Mais l'Aoide commença de chanter admirablement l'amour d'Arès et d'Aphroditè à la belle couronne, et comment ils s'unirent dans la demeure de Hèphaistos. Arès fit de nombreux présents, et il déshonora le lit du Roi Hèphaistos. Aussitôt Hèlios, qui les avait vus s'unir, vint l'annoncer à Hèphaistos, qui entendit là une cruelle parole. Puis, méditant profondément sa vengeance, il se hâta d'aller à sa forge, et, dressant une grande enclume, il forgea des liens qui ne pouvaient être ni rompus, ni dénoués. Ayant achevé cette trame pleine de ruse, il se rendit dans la chambre nuptiale où se trouvait son cher lit. Et il suspendit de tous côtés, en cercle, ces liens qui tombaient des poutres autour du lit comme les toiles de l'araignée, et que nul ne pouvait voir, pas même les dieux heureux. Ce fut ainsi qu'il ourdit sa ruse.

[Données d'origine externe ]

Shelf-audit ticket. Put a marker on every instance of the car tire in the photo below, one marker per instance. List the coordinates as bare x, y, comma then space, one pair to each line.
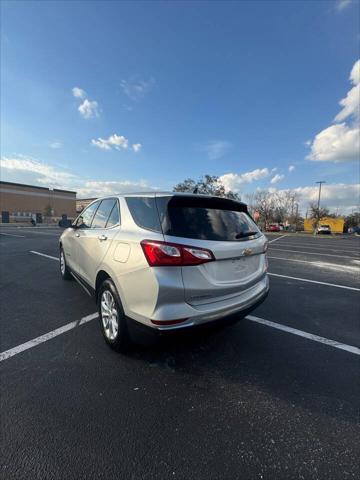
64, 270
113, 321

Et, après avoir enveloppé le lit, il feignit d'aller à Lemnos, ville bien bâtie, celle de toutes qu'il aimait le mieux sur la terre. Arès au frein d'or le surveillait, et quand il vit partir l'illustre ouvrier Hèphaistos, il se hâta, dans son désir d'Aphroditè à la belle couronne, de se rendre à la demeure de l'illustre Hèphaistos. Et Aphroditè, revenant de voir son tout-puissant père Zeus, était assise. Et Arès entra dans la demeure, et il lui prit la main, et il lui dit :

— Allons, chère, dormir sur notre lit. Hèphaistos n'est plus ici ; il est allé à Lemnos, chez les Sintiens au langage barbare.